The fashion retailer says that lower revenue through M&S and a decision to halt new store openings means they are taking a “prudent view” and cutting sales expectations for this year by £2.6m.

Sosandar has made no sales through M&S, which is its second-biggest third-party partner, since mid-April after a cyber-attack halted online trading. It said that it expected the impact from the attack to continue through to at least August.

While revenue still increased by 15% in the quarter versus the same period last year, the fashion retailer now expects revenue to be £43.6m versus previous market expectations of £46.2m. This would still be an 18% increase in sales. Adjusted profit before tax is now expected to be £0.4m, £1.1m less than expected.

The company has been under significant transformation over the past year, opening its first six stores and attempting to move Sosandar.com away from promotional activity in pursuit of higher margins.

It announced revenues of £37.1m in the year ended 31 March, 2025. This was a 20% drop on the same period the year before. However, it saw its gross margin increase to 62.1% from 57.6%.

Adjusted profit before tax was £156,000 (excluding warehouse transition costs of £223,000), after a loss of £332,000 in 2024.

Sosandar said it found revenue was stronger in its four stores in market towns than in the two in shopping centres.

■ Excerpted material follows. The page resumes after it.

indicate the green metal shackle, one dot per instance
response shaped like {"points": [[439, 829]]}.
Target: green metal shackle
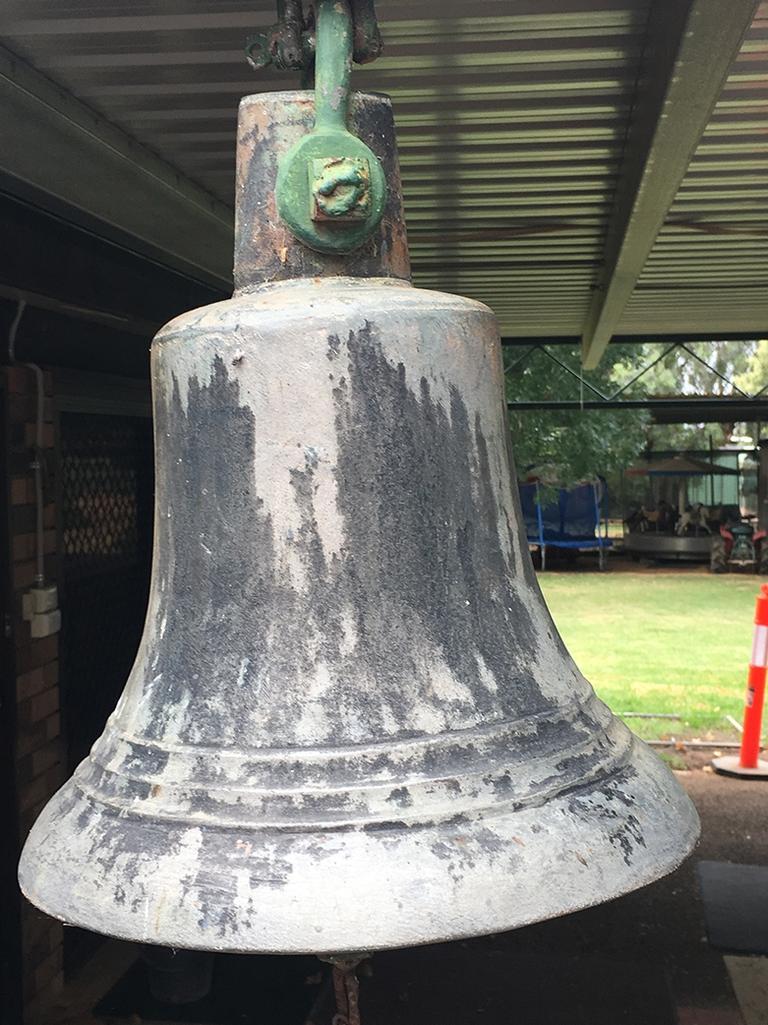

It added that the first two of these stores, in Marlow and Chelmsford, were moving towards breaking even.

Last year, the retailer told The Times that it was planning to open 50 stores in total over a three-to-five-year period. However, co-chief executives Ali Hall and Julie Lavington said today that it would focus on the six it currently has in the year ahead.

“The opening of our first stores was a milestone for Sosandar, and we are pleased with how we have brought our brand to life in the physical retail environment. We have taken clear learnings from the trajectory of our stores in market towns versus shopping centres and are focused on getting our existing portfolio to profitability before opening any further stores.”

“Nonetheless, we believe we are now at an inflection point, with the foundations laid for profitable, cash generative growth, and we have returned to revenue growth in Q1 FY26. We will continue to leverage our brand equity and scale the business through our multiple channels and are excited for what lies ahead for Sosandar.”